Van de Kamp, a former state attorney general, resolved the shortage of leadership spots resulting from the committee merger by appointing two third-year attorney members to co-chair RAD. Los Angeles Deputy District Attorney Steven J. Ipsen is slated to share that role with Joel S. Miliband of Rus Miliband & Smith in Irvine.
But Van de Kamp went further, naming non-lawyer or “public” members of the board to co-chair MOC and the combined committee, which retains the title of Stakeholder Relations or SRC. Four of the board’s six public members are appointed by the governor, with one each being appointed by the Senate Rules Committee and the speaker of the Assembly.
Riverside educator Janet Green will co-chair MOC with attorney member Roderick A. McLeod of Jones Day in San Francisco. Public member John N. Snetsinger, a history professor at Cal Poly San Luis Obispo, will share leadership of SRC with District 7 member David M. Marcus of the Century City office of Marcus, Watanabe, Snyder & Dave.
Of the third-year elected members, only James O. Heiting of Heiting & Irwin in Riverside will lead a committee alone. Heiting will chair PPBD.
Van de Kamp also named the members of the committees, with most of the junior board members serving on two committees. District 7’s sole second-year member, former Los Angeles Municipal Court Judge Sheldon H. Sloan, was named to SRC and RAD.
Both of District 7’s first-year members, whose terms of office begin at the end of the Monterey convention, were tapped to serve on RAD and MOC. The two, MetNews Co-Publisher Jo-Ann W. Grace and Deputy Public Defender Marguerite D. Downing, were elected to the board in mail balloting which ended June 30.
Marcus commented yesterday that Van de Kamp appeared to have given “a lot of thought to what would be the best way to handle things in light of the fact that they cut the committee structure down from five to four.”

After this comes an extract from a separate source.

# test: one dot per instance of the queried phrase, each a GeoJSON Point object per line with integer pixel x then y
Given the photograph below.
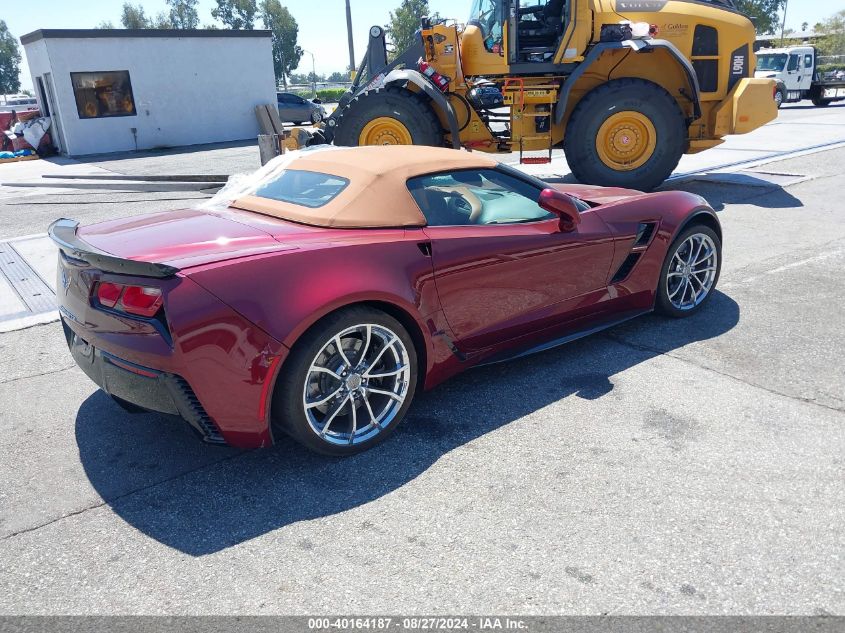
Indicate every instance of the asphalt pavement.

He called the addition of public members as committee co-chairs a “very good innovation,” and said he looks forward to working with Snetsinger.
Marcus discounted speculation that Heiting’s position as the sole chair of the influential PPDB panel will give him an advantage when Van de Kamp’s successor is chosen by the board members next year, though he agreed Heiting will probably be a candidate. This year four of the five third-year elected members competed for the post.
Though Van de Kamp served as RAD chair, his two predecessors came to the presidency from PPDB.
“I certainly don’t think it’s an attempt to groom an heir apparent,” Marcus declared, suggesting that election as president depends less on what committee a candidate chaired than on who has the “closest working relations with the greatest number of people on the board.”
Heiting, he noted, has served on PPDB during his first two years on the board.
“I don’t think that being the planning chair necessarily helps you,” Marcus said.